This letter was written by Capt. David Ranson Williams of Covington, Kentucky, who served as an artillery captain with a battery of his design. He was best recognized for the “Williams Gun” which was a breech-loading, hand-cranked, rapid-fire 1-lb. cannon with a barrel 4-feet long and 1.57 caliber. It was made by F. B. Deane, Jr. & Son in Lynchburg, Virginia.
The guns described in this letter appear to be of a later, different design. The letter was addressed to an unknown general in the Confederate service.
February 15, 1864
The copy of the Report and Requisition was duly received, for which you will please accept my grateful acknowledgements.
The Department ordered twelve guns, 2.25 calibre—eight smooth bore and four rifled guns. Your Battery was to have delivered by the first of April, but on receipt of a letter from the Chief of Ordnance in your command, stating that they were not wanted, the control was withdrawn.

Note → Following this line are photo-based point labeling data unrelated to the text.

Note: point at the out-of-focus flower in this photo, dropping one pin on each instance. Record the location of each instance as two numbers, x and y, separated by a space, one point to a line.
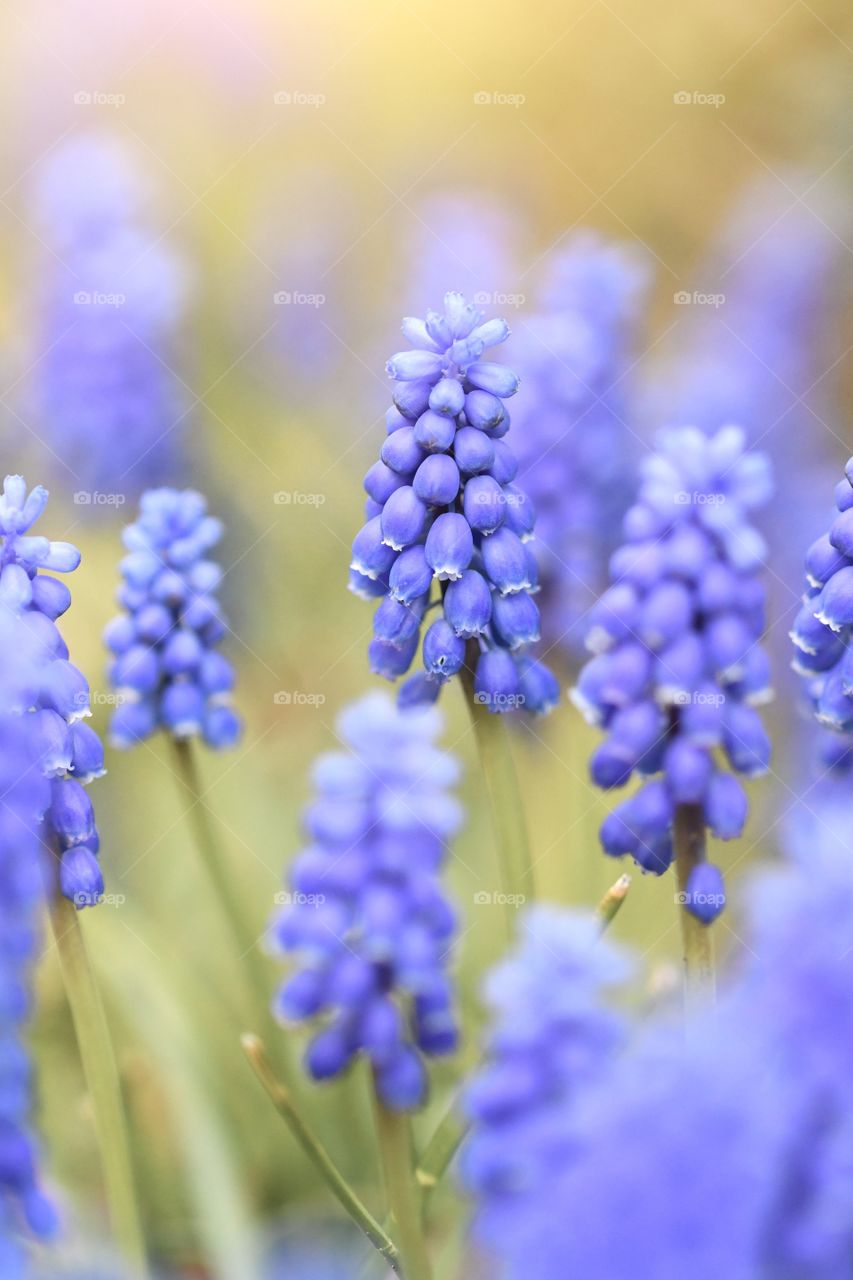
683 1155
442 507
824 629
167 662
23 865
365 909
574 425
110 301
461 238
69 752
550 1034
678 667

I was very sorry that the matter took this unfortunate turn, as I am not alone in the opinion that at the distance of sixteen or seventeen hundred yards, the rifled guns would have been very accurate. The rifled would have weighed about three hundred and forty pounds—the smooth bore about two hundred and forty pounds: calibre 56 in. long. The shell of the rifle, when charged, weighed 45 ounces. These guns can be fired from the shoulder with as much facility as the small guns.
I would like very much to build a Battery of these guns and accompany them to your command. I think I can safely guarantee not only their efficiency, but their superiority over the common gun—especially for cavalry service.